I am trying to go through each value in a data frame and based on that value extract information from another data frame. I have code that works for doing nested for loops but I am working with large datasets that run far too long for that to be feasible.
To simplify, I will provide sample data with initially only one row:
ind_1 <- data.frame("V01" = "pp", "V02" = "pq", "V03" = "pq")
ind_1
# V01 V02 V03
#1 pp pq pq
I also have this data frame:
stratum <- rep(c("A", "A", "B", "B", "C", "C"), 3)
locus <- rep(c("V01", "V02", "V03"), each = 6)
allele <- rep(c("p", "q"), 9)
value <- rep(c(0.8, 0.2, 0.6, 0.4, 0.3, 0.7, 0.5, 0.5, 0.6), 2)

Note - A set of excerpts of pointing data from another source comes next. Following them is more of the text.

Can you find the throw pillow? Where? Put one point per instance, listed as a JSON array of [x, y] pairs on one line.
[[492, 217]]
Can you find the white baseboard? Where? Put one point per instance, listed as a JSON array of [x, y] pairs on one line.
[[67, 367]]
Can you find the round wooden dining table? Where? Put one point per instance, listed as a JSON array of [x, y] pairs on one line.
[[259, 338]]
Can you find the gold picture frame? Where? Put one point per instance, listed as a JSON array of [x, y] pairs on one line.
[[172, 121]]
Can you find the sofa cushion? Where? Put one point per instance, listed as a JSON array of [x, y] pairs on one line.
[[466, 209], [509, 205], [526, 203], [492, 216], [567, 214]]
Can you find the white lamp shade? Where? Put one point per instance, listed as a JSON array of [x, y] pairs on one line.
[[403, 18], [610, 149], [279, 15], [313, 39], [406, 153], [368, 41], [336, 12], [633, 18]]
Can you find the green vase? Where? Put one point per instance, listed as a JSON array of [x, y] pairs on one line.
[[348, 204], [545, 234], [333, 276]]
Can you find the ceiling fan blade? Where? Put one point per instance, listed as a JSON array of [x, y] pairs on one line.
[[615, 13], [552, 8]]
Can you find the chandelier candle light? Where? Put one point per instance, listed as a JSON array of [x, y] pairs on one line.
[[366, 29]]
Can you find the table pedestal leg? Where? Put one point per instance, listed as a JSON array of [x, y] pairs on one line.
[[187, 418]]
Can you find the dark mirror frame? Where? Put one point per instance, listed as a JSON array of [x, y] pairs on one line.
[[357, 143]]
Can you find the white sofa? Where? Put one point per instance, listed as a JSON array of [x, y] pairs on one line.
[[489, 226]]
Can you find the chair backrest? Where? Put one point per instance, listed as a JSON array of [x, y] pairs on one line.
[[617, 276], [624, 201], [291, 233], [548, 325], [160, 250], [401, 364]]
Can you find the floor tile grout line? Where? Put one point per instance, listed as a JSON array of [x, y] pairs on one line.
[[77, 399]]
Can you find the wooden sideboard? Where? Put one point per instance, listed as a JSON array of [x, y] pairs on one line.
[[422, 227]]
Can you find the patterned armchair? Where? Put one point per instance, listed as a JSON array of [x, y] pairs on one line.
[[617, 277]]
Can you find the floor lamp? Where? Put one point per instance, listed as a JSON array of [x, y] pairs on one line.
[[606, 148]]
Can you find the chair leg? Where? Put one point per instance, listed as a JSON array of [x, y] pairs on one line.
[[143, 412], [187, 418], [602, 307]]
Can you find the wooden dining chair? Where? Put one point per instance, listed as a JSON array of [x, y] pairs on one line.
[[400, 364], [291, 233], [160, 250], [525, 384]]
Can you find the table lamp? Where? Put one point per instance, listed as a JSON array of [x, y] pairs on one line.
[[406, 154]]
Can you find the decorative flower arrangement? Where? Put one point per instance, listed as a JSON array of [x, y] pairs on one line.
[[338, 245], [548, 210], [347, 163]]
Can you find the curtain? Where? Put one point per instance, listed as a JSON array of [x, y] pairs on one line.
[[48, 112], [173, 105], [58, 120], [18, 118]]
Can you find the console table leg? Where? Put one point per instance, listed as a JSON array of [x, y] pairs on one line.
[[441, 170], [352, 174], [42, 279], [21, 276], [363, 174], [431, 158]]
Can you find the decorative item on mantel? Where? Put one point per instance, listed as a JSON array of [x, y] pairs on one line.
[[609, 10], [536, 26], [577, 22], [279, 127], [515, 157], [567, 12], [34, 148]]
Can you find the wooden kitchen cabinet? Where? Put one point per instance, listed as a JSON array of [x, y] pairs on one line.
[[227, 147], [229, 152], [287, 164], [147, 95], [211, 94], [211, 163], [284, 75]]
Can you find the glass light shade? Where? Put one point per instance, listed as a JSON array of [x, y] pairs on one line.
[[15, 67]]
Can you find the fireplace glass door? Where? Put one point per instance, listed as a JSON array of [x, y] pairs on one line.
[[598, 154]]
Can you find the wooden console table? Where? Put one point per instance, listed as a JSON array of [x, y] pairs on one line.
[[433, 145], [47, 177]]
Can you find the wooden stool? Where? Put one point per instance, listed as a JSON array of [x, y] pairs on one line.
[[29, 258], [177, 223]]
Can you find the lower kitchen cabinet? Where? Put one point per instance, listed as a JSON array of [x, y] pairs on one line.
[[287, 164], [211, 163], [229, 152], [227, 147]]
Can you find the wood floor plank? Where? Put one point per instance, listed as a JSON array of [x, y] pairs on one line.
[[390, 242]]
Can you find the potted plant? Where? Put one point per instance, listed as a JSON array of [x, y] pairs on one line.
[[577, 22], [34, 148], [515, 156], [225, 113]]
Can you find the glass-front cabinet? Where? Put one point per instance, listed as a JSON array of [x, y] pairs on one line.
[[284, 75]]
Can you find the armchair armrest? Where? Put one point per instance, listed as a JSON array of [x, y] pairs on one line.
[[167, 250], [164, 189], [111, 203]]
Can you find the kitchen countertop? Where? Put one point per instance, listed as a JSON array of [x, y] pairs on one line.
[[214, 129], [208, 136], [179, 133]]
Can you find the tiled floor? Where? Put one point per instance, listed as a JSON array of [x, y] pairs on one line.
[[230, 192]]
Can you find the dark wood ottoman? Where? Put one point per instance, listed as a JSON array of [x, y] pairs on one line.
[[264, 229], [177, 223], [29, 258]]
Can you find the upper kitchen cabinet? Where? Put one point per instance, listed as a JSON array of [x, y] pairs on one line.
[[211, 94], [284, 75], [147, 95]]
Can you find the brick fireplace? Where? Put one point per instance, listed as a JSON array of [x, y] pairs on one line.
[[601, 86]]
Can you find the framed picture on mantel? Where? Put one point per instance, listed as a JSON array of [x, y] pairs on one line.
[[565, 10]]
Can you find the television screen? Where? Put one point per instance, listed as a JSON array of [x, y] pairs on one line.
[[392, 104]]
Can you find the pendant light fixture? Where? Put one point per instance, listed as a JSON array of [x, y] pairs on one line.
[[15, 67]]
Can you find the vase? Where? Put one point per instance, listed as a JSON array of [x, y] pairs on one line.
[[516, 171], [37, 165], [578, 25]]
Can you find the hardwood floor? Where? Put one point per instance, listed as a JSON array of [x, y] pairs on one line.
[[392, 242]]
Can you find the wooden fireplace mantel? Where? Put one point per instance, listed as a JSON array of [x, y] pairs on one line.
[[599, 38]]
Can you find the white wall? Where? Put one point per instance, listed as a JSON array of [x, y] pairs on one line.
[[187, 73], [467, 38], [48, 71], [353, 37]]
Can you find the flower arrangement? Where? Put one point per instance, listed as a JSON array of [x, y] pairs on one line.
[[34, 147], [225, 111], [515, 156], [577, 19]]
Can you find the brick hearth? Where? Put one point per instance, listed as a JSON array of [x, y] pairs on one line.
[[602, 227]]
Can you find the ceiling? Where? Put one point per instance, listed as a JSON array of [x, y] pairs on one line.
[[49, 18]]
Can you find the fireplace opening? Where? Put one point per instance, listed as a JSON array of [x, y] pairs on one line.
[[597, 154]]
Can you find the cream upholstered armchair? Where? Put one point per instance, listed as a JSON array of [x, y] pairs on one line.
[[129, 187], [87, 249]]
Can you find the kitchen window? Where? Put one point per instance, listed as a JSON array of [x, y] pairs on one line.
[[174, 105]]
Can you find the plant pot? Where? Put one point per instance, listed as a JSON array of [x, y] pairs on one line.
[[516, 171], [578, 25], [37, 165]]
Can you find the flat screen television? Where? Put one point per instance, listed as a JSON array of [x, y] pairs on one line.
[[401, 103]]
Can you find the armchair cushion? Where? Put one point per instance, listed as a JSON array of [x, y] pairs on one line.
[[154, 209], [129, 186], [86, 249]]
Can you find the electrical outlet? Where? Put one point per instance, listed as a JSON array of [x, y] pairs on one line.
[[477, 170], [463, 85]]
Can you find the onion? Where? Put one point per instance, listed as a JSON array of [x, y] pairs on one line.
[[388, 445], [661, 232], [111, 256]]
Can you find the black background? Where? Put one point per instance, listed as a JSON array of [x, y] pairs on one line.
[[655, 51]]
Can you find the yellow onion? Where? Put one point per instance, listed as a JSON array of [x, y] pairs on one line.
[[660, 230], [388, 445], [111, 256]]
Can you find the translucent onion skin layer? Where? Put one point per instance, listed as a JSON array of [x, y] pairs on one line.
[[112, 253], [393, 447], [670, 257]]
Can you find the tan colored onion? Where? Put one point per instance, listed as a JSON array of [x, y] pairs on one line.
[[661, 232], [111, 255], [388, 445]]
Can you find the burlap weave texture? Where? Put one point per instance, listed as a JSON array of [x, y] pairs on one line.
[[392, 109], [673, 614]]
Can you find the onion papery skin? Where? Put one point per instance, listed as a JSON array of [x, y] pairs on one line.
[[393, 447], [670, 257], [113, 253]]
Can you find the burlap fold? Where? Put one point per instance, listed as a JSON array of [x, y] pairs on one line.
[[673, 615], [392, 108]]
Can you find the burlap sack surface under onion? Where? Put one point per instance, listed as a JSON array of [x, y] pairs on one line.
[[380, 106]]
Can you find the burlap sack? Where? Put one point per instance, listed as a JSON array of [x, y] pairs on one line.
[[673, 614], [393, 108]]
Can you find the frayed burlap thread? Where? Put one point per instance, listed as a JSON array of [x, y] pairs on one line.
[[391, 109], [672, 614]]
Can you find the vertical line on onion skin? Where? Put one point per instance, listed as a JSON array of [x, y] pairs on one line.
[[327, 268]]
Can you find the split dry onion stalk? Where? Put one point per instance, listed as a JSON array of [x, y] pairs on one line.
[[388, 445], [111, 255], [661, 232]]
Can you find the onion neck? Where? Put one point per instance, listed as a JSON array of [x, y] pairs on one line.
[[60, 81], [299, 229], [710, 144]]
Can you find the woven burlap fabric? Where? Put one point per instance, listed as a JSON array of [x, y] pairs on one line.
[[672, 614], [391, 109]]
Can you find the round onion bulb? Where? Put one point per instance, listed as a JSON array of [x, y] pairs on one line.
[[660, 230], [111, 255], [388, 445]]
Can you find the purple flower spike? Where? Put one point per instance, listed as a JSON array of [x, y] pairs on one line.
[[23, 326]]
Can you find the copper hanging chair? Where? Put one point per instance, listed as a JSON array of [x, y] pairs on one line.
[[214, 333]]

df <- as.data.frame(cbind(stratum, locus, allele, value))
head(df)
# stratum locus allele value
#1 A V01 p 0.8
#2 A V01 q 0.2
#3 B V01 p 0.6
#4 B V01 q 0.4
#5 C V01 p 0.3
#6 C V01 q 0.7
There are two allele values for each locus and there are three values for stratum for every locus as well, thus there are six different values for each locus. The column name of ind_1
corresponds to the locus
column in df
. For each entry in ind_1
, I want to return a list of values which are extracted from the value column in df
based on the locus
(column name in ind_1
) and the data entry (pp
or pq
). For each entry in ind_1
there will be three returned values in the list, one for each of the stratum
in df
.
My attempted code is as follows:
library(dplyr)
library(magrittr)
pop.prob <- function(df, ind_1){
p <- df %>%
filter( locus == colnames(ind_1), allele == "p")
p <- as.numeric(as.character(p$value))
if( ind_1 == "pp") {
prob <- (2 * p * (1-p))
return(prob)
} else if ( ind_1 == "pq") {
prob <- (p^2)
return(prob)
}
}
test <- sapply(ind_1, function(x) {pop.prob(df, ind_1)} )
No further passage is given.